I wish someone had offered those suggestions to me 20 years ago, when I decided to turn half my lawn into pollinator habitat. The south-facing area was previously hayfield, with rocky soil that tends toward dry. I spent a couple years broadcasting seeds from wild plant mixes, but it was only when I quit trying that I was met with success. We quit mowing and let the area go wild for a couple years. Mayapples and lowbush blueberries appeared, along with penstemon, plantain, asters and goldenrod.

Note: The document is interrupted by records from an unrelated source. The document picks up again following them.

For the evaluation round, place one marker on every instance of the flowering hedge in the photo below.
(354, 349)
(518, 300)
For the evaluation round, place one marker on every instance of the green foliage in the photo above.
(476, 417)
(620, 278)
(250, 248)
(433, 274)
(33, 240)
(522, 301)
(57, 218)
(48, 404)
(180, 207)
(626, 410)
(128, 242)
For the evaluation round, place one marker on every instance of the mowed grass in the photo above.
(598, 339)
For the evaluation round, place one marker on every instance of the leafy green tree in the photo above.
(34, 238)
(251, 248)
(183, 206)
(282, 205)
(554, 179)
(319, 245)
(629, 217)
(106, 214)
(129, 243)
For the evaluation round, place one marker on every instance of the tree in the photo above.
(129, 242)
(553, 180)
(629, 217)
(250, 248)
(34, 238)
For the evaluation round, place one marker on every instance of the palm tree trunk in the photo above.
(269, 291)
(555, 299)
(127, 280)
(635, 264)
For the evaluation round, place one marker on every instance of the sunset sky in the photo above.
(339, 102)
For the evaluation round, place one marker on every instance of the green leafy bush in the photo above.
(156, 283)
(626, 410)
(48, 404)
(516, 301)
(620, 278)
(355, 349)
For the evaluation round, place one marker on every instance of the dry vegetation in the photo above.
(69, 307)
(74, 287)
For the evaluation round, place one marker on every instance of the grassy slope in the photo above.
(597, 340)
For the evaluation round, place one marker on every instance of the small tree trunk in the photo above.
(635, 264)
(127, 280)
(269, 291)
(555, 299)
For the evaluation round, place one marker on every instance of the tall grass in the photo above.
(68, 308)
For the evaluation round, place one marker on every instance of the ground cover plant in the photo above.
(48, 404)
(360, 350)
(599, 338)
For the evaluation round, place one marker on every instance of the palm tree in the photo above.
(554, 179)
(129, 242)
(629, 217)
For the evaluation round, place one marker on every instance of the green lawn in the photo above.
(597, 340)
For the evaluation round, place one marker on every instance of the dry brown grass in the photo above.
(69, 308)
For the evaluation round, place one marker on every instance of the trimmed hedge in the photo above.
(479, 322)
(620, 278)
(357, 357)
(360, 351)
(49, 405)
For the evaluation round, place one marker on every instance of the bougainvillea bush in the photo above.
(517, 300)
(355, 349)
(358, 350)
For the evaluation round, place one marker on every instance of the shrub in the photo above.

Here are some wild pollinator plants that might already be growing in your yard and garden. Most are native or naturalized in Maine:

Early bloomers (April-May)

  • Apple (Malus spp.)    
  • Blueberry (Vaccinium spp.)   
  • Dandelion (Taraxacum officinale)     
  • Lance-leaf coreopsis (Coreopsis lanceolata)
  • Plum and cherry (Prunus spp.)         
  • Red maple (Acer rubrum)      
  • Red oak (Quercus rubra)       
  • Shadbush (Amelanchier spp.)           
  • Violets (Viola spp.)    
  • Willow (Salix spp.)    

Mid-season (June-August)

  • Black-eyed Susan (Rudbeckia hirta)
  • Common milkweed (Asclepias syriaca)
  • Evening primrose (Oenothera biennis)         
  • Foxglove beardtongue (Penstemon digitalis)
  • Purple coneflower (Echinacea purpurea)
  • Red clover (Trifolium pratense)         
  • Rose (Rosa spp.)       
  • Self-heal (Prunella vulgaris)  
  • Shrubby St. John’s-wort (Hypericum prolificum)
  • St. Johnswort (Hypericum perforatum)         
  • Wild bee balm/wild bergamot (Monarda fistulosa)

Late season (mid-August-October)

  • Aster (Aster spp.)
  • Dandelion (Taraxacum officinale)
  • Goldenrod (Solidago spp.)
  • Meadowsweet (Spiraea alba)

Sue Smith-Heavenrich is an organic gardener, bee watcher and children’s writer. Her most recent book is “13 Ways to Eat a Fly.” It is not a cookbook!